C. Joshua’s Final Message

In chapter 23, there is a wonderful story of Joshua’s appeal to the people to remain faithful. It is great reading. He had to make it, because that generation needed to renew the covenant, too. Just as the first generation of Israelites had made their covenant at Sinai, the second generation under Moses, toward the end of Joshua’s life, there was yet another generation. They needed to be faithful, and so he brings before them again God’s covenant, and urges them to keep the law, to be obedient, to put away their idols and to stay with the Lord, who alone could bless them and protect them.

The final chapter of the book is an account of the renewal of that covenant, along with Joshua’s death.

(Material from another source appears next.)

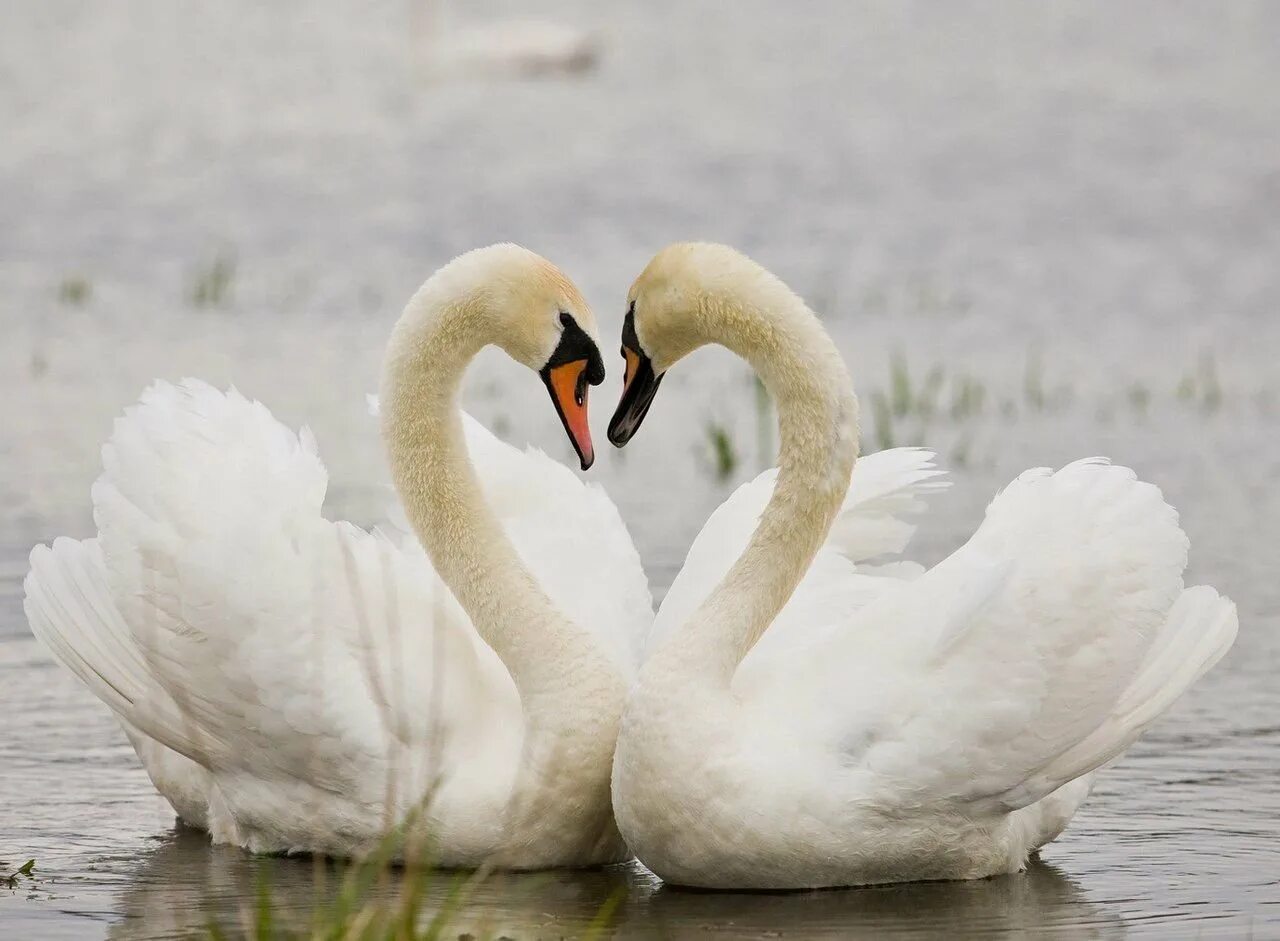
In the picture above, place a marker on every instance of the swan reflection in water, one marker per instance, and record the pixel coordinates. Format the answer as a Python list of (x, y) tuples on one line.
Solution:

Joshua stresses for the people that they have got to serve the Lord. “Serve” can mean “worship”; it can mean “work for”; it can mean “be obedient to”; it can mean “belong to”; it covers a lot of territory. Joshua says, “I have done it. My family has done it. Will you do it too? Will you serve the Lord?” And the people say they will, so he swears them to it—to serve Him fully, to really obey Him. So Joshua dies, having led that generation, having been faithful to God. At the end of the book of Judges, we will see what happens to transition from there. And in the end of Joshua, we will see what happens as it transitions into the book of Judges. Once Joshua is gone, things will not be as good.